A brief word about traveling the Alaskan Highway. In my opinion after having driven up and down this highway four times, the Al-Can is something to be savored. If you get into too much of a rush trying to do 300-500 miles a day you will miss many of those special moments that this road cutting through some of the most rural area's in all of North America has to offer. You need to realize that most of the animal activity, bear, moose, bison, caribou, Dall sheep and whatever else takes place around dawn and dusk, and I can not emphisize that enough. What does that mean to you as a traveler you might want to plan to be at certain locations around those times. Another thing along those lines are the beautiful sunrises and sunsets on the Al-Can. During summer especially those who are west bound these sunsets last for hours going from golden yellows to reds and eventually to deep purples it seems like every hill that you cross the sky is completely different. Interestingly enough if you can get a shot of this over a body of water (Lake, stream, or river) the water will reflect and intensify the sunset's colors.


  This marker is in plain sight along the Alaskan Highway so you really can'y miss it.

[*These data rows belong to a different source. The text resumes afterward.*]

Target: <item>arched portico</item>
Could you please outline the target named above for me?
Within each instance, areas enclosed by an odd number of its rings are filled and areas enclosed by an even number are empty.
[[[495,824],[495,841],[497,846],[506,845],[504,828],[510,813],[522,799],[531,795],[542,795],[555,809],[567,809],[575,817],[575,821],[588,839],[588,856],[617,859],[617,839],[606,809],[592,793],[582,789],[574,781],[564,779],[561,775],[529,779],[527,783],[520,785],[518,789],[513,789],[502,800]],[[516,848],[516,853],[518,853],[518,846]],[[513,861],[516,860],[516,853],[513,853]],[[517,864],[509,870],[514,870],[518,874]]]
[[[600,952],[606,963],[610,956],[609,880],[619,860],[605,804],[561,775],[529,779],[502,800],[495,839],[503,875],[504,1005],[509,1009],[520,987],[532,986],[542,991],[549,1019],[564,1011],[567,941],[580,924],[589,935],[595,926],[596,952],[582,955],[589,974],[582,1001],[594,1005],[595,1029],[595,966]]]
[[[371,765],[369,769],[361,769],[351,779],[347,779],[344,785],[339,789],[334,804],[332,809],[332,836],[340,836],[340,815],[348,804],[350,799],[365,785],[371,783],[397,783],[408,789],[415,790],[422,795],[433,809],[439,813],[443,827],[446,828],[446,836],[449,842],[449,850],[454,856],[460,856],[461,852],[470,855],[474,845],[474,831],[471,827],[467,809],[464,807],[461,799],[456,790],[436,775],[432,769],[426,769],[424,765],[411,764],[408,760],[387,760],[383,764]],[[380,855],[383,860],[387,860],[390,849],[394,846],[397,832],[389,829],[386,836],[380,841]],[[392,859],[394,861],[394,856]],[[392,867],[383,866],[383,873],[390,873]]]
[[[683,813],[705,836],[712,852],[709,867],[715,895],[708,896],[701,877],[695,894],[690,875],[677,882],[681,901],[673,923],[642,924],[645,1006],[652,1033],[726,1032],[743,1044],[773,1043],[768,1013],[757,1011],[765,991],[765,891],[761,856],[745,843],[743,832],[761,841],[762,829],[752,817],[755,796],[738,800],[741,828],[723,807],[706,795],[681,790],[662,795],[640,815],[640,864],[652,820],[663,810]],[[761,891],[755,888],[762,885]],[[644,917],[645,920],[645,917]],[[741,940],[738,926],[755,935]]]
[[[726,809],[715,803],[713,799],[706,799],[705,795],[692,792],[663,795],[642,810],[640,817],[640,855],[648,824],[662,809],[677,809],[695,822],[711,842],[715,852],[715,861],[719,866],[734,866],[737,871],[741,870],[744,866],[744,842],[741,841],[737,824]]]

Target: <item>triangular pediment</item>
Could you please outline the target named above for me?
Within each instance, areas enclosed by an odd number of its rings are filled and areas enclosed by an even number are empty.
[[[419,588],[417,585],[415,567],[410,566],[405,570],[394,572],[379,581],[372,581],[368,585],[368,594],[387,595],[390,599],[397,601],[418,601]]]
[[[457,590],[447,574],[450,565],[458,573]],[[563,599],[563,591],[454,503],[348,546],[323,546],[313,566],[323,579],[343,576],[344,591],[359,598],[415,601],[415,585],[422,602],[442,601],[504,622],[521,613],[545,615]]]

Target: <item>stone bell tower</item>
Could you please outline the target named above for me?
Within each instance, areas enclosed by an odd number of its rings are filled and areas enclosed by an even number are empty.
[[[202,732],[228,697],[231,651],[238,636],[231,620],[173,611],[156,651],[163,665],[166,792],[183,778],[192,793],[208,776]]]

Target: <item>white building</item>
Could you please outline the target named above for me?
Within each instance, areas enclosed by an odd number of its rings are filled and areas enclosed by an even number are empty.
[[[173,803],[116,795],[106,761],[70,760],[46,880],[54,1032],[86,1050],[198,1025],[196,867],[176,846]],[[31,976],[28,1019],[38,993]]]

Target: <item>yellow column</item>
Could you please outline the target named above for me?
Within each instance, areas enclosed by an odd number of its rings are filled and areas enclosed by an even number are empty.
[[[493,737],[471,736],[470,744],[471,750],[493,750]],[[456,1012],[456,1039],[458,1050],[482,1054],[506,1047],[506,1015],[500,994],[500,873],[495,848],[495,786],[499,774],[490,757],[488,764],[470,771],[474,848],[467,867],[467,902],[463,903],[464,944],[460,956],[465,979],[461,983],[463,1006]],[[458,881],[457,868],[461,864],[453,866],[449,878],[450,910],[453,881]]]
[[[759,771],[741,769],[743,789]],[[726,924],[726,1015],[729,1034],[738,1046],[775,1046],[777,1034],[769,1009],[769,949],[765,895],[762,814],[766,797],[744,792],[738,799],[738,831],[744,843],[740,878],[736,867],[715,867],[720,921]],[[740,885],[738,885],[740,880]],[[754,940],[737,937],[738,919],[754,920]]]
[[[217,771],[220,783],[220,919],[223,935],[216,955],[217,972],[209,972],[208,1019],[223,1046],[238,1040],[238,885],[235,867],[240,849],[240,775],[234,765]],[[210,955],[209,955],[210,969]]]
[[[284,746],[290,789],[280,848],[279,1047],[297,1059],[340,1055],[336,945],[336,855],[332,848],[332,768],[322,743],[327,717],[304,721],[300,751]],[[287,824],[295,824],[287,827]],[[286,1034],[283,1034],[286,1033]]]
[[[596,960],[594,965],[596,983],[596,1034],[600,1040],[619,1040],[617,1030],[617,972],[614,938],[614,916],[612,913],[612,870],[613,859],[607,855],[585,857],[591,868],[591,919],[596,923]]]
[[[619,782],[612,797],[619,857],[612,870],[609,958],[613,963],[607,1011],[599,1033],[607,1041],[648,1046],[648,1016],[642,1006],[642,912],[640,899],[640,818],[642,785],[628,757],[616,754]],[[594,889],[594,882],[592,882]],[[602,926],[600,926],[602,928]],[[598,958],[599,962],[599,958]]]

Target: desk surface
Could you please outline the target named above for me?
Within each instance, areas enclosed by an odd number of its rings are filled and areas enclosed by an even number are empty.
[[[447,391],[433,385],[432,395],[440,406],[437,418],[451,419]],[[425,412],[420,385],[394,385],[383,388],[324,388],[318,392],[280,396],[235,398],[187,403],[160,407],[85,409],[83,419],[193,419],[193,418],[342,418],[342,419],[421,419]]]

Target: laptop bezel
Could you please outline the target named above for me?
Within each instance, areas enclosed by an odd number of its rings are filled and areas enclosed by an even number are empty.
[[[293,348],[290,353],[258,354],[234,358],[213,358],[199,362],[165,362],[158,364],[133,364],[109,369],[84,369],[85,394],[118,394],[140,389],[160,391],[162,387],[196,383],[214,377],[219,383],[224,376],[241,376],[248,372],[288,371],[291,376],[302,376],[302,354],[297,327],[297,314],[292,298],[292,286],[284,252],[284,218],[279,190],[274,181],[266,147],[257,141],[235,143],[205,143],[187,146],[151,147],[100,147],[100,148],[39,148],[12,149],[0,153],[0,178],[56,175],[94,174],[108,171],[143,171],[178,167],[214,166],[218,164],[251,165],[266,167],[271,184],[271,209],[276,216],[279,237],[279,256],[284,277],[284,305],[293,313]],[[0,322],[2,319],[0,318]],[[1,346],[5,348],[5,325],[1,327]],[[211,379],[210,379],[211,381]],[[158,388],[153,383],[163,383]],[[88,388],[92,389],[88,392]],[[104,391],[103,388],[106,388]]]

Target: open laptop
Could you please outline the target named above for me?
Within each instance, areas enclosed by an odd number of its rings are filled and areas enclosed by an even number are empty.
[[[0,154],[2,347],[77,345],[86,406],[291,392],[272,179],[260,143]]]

However if you do want a get a photo of the actual mile "0" marker you will have to park and walk 1 block south onto Main Street. Unlike the photo you see on local post cards there are no RCMP officers standing by it. In order to get a good shot of this landmark you'll need to stand out in the intersection while cars drive past you.

And while you're standing there, you might as well get a shot of the Alaska Hotel and Pub. The colorful building makes a nice shot.


This structure old farm house is Dawson Creek's Visitor Center. The place has a warm friendly staff and an astonishing amount of pamphlets and literature on tourist sites along the Al-Can, and in Alaska. They also have their own web site and respond personally to all e-mail questions about Dawson Creek and the Al-Can.

Interestingly there is a map on the front lawn of he visitor's center showing that the Al-Can actually passes through five national parks in Canada.